Is there any way to increase the console output during boot? I'd like to figure out what is happening and ideally what I need to fix in my config to get 24.1 working.

Title: Re: DEC840: Extremly slow boot after 23.7.12 / 24.1 upgrade
Post by: newsense on February 03, 2024, 10:30:55 AM
With the FW up and running a screenshot might help understand what is going on.


There are two possible options:

If you have mimugmail repo, install htop - has no other dependencies iirc - and post a screenshot.

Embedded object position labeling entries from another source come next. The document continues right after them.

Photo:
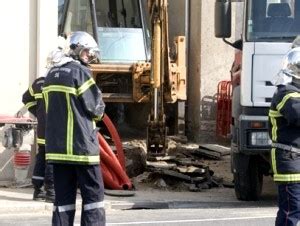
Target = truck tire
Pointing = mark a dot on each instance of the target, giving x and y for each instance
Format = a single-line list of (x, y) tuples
[(248, 182)]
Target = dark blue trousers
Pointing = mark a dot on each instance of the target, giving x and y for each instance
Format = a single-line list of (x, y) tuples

Else run top, press a, post screenshot.
Title: Re: DEC840: Extremly slow boot after 23.7.12 / 24.1 upgrade
Post by: jenix on February 10, 2024, 10:38:32 AM
I tried to debug the issue again, but was unsuccessful. The firewall simply never booted to a point where I could access the device (neither via serial console, nor via ssh or webGUI). The serial console never got to the login prompt, stopping at the fingerprint of the HTTP / HTTPS access. This may be due to a bug where the "USB-based serial" option gets reenabled after importing a config (I suspect it is not saved in the config as I could not find it and thus gets enabled during import) which disables console logins on the DEC840. SSH and webGUI simply do not respond, leading to timeouts when trying to access them.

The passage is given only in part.